# Frogs & Toads > Toads >  Toad Lifespans

## Logan

So we all know as toad keepers that toads are relatively long lived animals. Some times living up to fourty years. Now, I was wondering, can living in a small cage affect the lifespan? I've felt very bad since I moved my Lola into a 12x12x18 exo terra since I had to move to the third floor of an apartment. Good news is though, I've never seen her so active, so good at catching food, and such vibrant skin colors. She has also always been abot 2 and a half inches long, so the cage is still quite big for her.


Sent from my iPod touch using Tapatalk

----------


## Strider18

A small cage shouldn't affect lifespan as far as I know. But it seems that most toads and frogs live from 2-20+ years old! It is good that she is active and moving about. Do you know what kind of toad she is?

----------


## Logan

Lola is an anaxyrus americanus. She turns three on July 5th!

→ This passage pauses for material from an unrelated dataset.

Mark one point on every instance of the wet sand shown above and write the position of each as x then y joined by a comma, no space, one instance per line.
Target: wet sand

Sent from my iPod touch using Tapatalk

----------


## Strider18

It is possible that she is an adult already since their size ranges from 2 inches to 3.5 inches. And that cage should be a good size for her, to big of a cage could make it harder for her to hunt for food which can be worse than having a cage that is a the right size for her. I hope this helps!

----------


## Logan

Thank you so much, I've been keeping toads since I was five, never have I worried so much about them! Lola has always been my favorite...


Sent from my iPod touch using Tapatalk

----------


## Strider18

No problem  :Smile:  Your toad should live a long happy life!

----------